I agree it is a good idea to get the goals and requirements in order. But I also believe the requirements have been discussed enough and expressed in enough places, that work on the model is overdue. See my own list of Better GEDCOM requirements, where one of them is the development of a genealogical data model that is comprehensive enough to encompass the models of GEDCOM and all current genealogical software applications. This in my mind is the KEY REQUIREMENT of Better GEDCOM, and there is nothing to hinder immediate work on that requirement. WE KNOW that THAT requirement is the KEY to EVERYTHING. We know it is on the CRITICAL PATH for reaching the Better GEDCOM goals. All my efforts on Better GEDCOM have been to push forward in this area. I have found documents that describe models and made them available. I have summarized and reported on most of those existing models. I have put forward my own DeadEnds model as a proposed starting point. I have written long posts describing many key issues in genealogical data models and provided examples to demonstrate many of the issues involved. My biggest concern about Better GEDCOM is simply that the amorphous, chaotic wiki-structure we are using will be unable to support the solution of such a multi-dimensional and complex problem. Let me go on record that I am an old-fashioned technical geek. I have worked on the development of a wide array of complex systems for AT&T Bell Labs, Lucent Bell Labs, Tellabs, and three internet startups, where I have been chief software architect in most cases, and coordinator of large architectural efforts (hardware, software, physical) in others. ALL the SUCCESSFUL complex problems I have ever been involved with were solved by putting together experienced teams of persons, with an organized structure of committees and leadership, to get things done. So far it has been my experience that a bottom up, democratic, amorphous, chaotic, evolving group of persons discussing things on a wiki is NOT a successful way to solve a difficult problem. This is my biggest concern about the viability of Better GEDCOM to get anything done before inertia and frustration take their toll.

Tom
ttwetmore 2011-03-08T12:01:46-08:00
OpenGen and the Hierarchical Evidence and Conclusion Model
I attended the OpenGen Webinar on 8 March 2011. At the meeting it was decided to adopt the hierarchical model for handling Evidence and Conclusions for both the Person and Event Entities. As in the DeadEnds model, each Person instance can refer to any number of "lower level" Person instances that provide the Evidence/Provenance/Justification/Research-Notes for the "higher level" one. This tree can be built up into multiple layers, with higher level Conclusions based on lower level Conclusions, but the whole tree ultimately based on the Evidence instances at the "leaves". Ditto for Events.

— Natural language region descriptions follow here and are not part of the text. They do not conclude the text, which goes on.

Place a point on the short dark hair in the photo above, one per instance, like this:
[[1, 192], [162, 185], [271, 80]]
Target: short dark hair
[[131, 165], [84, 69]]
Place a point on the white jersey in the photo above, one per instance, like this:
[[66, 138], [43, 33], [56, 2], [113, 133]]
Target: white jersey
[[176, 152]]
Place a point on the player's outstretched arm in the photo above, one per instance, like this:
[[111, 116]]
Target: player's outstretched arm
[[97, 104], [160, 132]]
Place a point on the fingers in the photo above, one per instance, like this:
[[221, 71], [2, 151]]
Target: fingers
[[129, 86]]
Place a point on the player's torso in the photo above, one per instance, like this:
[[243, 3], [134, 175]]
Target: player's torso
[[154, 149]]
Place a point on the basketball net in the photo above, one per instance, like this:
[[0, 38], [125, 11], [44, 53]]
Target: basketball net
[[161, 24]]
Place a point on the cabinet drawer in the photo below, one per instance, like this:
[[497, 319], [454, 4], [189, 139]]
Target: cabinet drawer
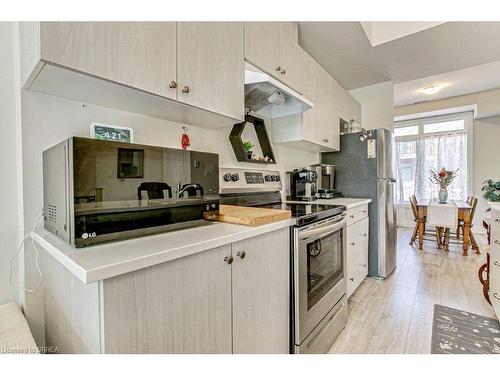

ttwetmore 2011-03-08T16:23:53-08:00
I should have added that this decision on OpenGen's part is bit of a turnaround. At their meeting two weeks ago, the prevalent idea was that evidence should be the responsibility of the application programs, and that only conclusions should be transported between programs or archived in OpenGen files. That approach would not allow genealogical systems to share evidence. So OpenGen now accepts that evidence should be included when transporting and archiving data.